Its story relied on but a handful of characters to tell the tale, which only added to the sense of dread. There’s the Prince himself, who changed a lot since his appearance in The Sands of Time; he now seems defeated and vulnerable. And then there’s Dahaka, the shadowy figure which appears at various intervals to remind the Prince of his mortality.
He also faces off against the rather provocative Shahdee in multiple boss battles. And finally, there’s the mysterious Kaileena, voiced by (gulp) Monica Bellucci herself. In a somewhat predictable twist though, she turns out to be the Empress at the end of the game. The tone of the story contrasts greatly with Sands of Time and Two Thrones; it doesn’t fit in stylistically, yet somehow makes perfect sense within the overall storyline.
Throughout the campaign, nothing signified that the Prince would come out on top. And Warrior Within also featured two different endings, one of them unlockable by obtaining every item in the game. Neither of the endings was happy, however. Unless you count the Prince sleeping with Kaileena in the latter. Now there’s a happy ending.
I Stand Alone
It’s true that gameplay remained largely the same (i.e. awesome). But the dark tone of the story seeped into it as well. As the Prince washes up ashore, the island greets him with a sombre melody and a pack of crows circling around. The island itself is dark and depressing; its fortress crumbling and lifeless, unspared by the passage of time.
That somewhat changed once the Prince unlocked the ability to travel back in time. As if by some sorcery, vegetation returned and the grand halls were restored to their former glory. The game contrasts not only with the other entries, but within its own confines. Aside from puzzles scattered throughout the fortress, there weren’t many moments of reprieve. And Warrior Within wore its dark tone like a badge of honour.
It was also much more graphic and violent than its predecessor, focusing on cleavage and gore. During combat, every swing of the sword left visible cuts and the Prince finished off every enemy in a glorious splash of blood. He often decapitated them or even sliced them in half. Dark, heavy metal music accompanied every battle encounter. And who could’ve imagined that the end credits would feature a song from Godsmack?
By no means was Warrior Within perfect. Even its remastered PlayStation 3 version looks quite janky and the camera easily induces moments of confusion. But there’s so much substance to gameplay and story, that the shortcomings can be easily overlooked.

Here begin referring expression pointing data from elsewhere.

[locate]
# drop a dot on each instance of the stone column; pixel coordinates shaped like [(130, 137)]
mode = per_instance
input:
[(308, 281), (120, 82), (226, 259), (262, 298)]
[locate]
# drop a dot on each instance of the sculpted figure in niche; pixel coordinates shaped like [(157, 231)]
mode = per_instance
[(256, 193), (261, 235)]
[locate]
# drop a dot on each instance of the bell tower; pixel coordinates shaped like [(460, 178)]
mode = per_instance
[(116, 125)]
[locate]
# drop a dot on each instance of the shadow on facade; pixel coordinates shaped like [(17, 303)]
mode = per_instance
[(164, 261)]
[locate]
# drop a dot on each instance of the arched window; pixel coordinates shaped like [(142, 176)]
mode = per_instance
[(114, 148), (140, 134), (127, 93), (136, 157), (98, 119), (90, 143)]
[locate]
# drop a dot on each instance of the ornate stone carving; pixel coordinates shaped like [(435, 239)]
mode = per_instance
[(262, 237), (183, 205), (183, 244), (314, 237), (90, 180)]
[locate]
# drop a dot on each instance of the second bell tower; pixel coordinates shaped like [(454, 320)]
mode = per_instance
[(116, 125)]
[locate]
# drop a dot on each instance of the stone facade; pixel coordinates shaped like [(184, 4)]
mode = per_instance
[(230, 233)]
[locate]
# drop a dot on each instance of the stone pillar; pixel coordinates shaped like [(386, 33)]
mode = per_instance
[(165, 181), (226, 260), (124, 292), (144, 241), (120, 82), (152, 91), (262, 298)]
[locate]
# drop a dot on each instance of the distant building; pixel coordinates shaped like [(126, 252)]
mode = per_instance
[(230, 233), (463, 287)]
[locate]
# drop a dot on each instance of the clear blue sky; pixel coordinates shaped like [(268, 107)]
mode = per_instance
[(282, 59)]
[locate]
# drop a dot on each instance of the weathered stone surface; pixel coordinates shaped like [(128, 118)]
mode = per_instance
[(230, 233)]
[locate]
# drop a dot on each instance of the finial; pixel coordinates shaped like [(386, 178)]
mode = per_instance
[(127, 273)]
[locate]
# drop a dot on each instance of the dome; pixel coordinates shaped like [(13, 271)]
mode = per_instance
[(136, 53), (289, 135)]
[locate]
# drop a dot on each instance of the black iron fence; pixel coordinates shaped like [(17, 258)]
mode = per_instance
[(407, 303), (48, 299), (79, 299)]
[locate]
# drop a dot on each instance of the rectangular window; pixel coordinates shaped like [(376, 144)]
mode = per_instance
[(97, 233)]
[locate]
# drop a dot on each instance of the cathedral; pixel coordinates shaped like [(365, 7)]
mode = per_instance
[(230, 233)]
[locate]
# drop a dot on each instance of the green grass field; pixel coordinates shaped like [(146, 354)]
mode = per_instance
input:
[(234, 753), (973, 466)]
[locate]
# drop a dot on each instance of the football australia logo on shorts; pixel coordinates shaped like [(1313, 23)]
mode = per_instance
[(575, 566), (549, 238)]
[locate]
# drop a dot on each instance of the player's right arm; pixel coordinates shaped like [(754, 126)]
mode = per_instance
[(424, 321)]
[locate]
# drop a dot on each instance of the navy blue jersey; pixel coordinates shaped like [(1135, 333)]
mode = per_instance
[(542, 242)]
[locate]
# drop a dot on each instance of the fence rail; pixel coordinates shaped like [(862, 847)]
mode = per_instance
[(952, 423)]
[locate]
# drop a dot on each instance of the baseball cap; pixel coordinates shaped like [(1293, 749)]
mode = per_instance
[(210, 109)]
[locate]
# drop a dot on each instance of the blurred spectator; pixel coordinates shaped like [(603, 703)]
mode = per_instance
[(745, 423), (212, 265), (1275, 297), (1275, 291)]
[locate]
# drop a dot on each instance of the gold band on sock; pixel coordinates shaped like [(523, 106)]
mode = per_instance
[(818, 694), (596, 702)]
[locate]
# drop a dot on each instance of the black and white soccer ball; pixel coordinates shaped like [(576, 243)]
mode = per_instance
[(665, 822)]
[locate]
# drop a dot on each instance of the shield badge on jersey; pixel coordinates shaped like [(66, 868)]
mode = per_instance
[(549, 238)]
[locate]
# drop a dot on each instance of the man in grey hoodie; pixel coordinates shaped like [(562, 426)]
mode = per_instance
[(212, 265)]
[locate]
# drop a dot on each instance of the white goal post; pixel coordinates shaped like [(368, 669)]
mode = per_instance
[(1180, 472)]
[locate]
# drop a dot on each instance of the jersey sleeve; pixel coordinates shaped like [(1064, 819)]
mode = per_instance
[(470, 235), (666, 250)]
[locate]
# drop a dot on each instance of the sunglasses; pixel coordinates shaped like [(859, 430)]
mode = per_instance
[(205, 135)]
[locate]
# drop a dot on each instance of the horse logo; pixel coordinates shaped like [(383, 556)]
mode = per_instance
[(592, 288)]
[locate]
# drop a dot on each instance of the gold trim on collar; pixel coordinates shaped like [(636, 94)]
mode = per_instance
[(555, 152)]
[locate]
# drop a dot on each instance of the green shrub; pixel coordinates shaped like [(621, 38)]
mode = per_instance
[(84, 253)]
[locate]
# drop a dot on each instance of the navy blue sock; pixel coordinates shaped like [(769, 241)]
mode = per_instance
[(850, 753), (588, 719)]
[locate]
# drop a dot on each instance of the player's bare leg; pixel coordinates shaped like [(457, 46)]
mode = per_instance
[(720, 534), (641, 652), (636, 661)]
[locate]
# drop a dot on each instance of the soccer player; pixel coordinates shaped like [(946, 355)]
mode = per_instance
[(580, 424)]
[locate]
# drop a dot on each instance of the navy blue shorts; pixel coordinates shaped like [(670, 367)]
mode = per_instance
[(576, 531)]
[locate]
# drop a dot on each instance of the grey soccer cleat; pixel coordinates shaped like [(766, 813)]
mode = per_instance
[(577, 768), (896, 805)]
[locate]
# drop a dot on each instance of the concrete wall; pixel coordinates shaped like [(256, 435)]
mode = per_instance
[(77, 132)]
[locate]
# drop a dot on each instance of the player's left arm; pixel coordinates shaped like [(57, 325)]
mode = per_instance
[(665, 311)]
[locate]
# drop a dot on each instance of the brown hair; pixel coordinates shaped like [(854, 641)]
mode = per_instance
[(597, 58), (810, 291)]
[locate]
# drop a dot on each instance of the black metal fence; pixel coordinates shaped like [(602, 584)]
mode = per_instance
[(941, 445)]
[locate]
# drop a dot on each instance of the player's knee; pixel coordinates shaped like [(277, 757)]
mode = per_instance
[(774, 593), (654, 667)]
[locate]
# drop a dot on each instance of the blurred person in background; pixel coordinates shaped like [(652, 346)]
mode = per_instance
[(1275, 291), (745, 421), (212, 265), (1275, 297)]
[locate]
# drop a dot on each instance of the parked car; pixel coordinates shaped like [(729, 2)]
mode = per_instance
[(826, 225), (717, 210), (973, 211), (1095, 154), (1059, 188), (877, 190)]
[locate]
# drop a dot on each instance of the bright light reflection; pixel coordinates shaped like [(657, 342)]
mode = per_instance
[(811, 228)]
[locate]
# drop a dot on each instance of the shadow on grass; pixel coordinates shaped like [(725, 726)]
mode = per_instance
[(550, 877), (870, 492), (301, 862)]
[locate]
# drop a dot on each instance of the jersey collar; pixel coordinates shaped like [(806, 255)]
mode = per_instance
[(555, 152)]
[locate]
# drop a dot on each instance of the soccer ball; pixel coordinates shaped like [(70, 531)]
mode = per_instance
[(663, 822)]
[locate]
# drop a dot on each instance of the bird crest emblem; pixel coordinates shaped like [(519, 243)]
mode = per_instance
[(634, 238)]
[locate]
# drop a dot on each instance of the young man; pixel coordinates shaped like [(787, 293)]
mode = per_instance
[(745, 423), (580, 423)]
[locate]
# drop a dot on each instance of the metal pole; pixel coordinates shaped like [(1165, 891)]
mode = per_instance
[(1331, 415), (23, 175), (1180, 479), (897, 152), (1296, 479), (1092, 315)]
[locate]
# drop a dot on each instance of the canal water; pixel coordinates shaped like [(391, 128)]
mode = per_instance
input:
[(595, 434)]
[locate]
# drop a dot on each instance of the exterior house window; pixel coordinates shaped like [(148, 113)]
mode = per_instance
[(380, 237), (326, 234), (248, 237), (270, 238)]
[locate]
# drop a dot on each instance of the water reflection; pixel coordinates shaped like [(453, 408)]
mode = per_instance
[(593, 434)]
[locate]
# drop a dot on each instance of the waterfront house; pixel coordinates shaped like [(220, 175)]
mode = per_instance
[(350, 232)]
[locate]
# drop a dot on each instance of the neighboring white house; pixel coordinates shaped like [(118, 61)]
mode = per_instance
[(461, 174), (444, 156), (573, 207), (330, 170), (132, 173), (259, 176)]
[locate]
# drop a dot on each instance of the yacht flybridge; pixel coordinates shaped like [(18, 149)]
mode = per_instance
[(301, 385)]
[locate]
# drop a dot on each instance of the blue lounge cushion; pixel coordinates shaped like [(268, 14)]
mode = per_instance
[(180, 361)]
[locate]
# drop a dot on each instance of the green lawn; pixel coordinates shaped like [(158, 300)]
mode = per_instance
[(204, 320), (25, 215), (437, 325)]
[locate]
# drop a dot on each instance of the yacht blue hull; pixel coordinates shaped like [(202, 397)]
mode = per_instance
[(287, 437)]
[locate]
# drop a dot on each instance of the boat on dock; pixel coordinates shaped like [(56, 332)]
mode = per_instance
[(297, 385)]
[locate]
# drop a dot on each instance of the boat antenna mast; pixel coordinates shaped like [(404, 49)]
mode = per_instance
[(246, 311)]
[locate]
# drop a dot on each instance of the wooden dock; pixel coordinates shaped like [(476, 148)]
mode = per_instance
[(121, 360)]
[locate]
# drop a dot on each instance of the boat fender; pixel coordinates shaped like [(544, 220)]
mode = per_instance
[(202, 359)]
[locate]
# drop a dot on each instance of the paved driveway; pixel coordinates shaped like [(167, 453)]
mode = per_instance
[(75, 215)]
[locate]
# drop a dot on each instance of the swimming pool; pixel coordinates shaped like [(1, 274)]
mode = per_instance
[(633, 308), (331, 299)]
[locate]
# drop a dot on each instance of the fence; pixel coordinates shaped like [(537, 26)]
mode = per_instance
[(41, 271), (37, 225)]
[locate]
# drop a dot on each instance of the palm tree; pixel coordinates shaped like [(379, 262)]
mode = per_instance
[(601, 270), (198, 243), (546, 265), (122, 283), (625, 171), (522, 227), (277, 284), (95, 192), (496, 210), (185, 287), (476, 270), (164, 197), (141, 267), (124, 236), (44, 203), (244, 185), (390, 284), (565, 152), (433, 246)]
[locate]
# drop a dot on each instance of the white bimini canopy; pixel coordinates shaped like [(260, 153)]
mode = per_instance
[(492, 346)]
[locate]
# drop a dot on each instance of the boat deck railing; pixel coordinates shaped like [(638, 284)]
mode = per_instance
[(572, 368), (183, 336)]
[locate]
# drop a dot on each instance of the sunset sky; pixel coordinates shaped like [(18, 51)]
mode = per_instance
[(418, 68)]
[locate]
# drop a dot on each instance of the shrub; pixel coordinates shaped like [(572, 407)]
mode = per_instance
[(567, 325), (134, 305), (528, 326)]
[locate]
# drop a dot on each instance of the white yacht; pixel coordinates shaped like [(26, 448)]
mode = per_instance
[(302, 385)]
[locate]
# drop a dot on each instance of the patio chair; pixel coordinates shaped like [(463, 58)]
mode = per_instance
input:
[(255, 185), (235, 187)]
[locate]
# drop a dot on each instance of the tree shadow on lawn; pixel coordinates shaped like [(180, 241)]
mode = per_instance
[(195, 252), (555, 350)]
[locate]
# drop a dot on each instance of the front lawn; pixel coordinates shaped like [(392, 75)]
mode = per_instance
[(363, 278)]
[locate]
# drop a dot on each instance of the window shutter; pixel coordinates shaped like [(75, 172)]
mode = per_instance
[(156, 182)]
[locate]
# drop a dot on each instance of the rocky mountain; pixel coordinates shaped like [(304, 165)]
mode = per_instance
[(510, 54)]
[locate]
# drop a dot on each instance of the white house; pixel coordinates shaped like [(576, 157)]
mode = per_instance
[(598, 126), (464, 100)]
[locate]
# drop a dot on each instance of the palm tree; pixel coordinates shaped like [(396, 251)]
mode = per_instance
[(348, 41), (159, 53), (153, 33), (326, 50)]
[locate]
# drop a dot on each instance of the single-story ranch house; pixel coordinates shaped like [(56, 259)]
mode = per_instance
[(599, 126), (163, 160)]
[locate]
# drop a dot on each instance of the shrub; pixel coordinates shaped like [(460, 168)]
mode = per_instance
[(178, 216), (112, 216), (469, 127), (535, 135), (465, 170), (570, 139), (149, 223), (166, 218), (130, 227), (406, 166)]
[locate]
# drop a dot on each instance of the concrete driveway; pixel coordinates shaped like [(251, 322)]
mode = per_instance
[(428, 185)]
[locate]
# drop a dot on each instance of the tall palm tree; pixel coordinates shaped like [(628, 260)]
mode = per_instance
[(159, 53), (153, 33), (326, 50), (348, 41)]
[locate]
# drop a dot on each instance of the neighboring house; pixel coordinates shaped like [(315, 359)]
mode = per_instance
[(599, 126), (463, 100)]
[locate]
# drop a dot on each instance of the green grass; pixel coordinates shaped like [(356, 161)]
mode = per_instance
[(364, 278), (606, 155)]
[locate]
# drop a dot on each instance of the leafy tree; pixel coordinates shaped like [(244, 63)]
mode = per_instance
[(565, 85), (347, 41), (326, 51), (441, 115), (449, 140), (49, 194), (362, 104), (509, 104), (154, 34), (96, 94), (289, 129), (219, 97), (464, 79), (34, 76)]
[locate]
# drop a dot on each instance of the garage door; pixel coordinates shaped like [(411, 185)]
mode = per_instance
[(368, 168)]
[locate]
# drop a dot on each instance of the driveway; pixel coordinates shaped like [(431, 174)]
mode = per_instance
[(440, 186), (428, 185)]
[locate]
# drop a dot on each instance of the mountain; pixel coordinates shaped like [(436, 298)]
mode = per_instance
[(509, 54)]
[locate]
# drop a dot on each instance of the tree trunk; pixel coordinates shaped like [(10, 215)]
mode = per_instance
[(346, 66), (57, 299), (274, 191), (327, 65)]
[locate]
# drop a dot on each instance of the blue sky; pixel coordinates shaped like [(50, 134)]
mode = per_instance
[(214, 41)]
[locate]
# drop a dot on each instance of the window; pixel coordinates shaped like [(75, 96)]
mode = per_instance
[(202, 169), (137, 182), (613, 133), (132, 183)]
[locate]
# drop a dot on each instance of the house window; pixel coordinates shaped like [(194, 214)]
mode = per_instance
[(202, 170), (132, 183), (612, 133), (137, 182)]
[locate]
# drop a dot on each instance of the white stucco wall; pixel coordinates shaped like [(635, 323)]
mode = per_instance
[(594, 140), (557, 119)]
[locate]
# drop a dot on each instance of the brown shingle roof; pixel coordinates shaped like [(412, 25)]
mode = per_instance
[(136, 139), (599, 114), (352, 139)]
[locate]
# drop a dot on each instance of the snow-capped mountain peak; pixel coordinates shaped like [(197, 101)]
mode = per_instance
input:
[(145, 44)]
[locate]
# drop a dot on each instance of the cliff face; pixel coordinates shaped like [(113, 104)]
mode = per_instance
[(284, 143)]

Its characters, environments and music worked in perfect unison to form something uniquely special. Nowadays, it’s rare for a game to differ so much from its predecessors and somehow retain the same soul. And for even attempting something so different, let alone succeeding with it, the developers surely deserve a round of hearty applause.
For now, the only way to play Warrior Within on an Xbox console is on the original Xbox, and the game is yet to arrive to Backwards Compatibility. In the meantime, why not give The Sands of Time a go and see where the Prince’s perilous journey began?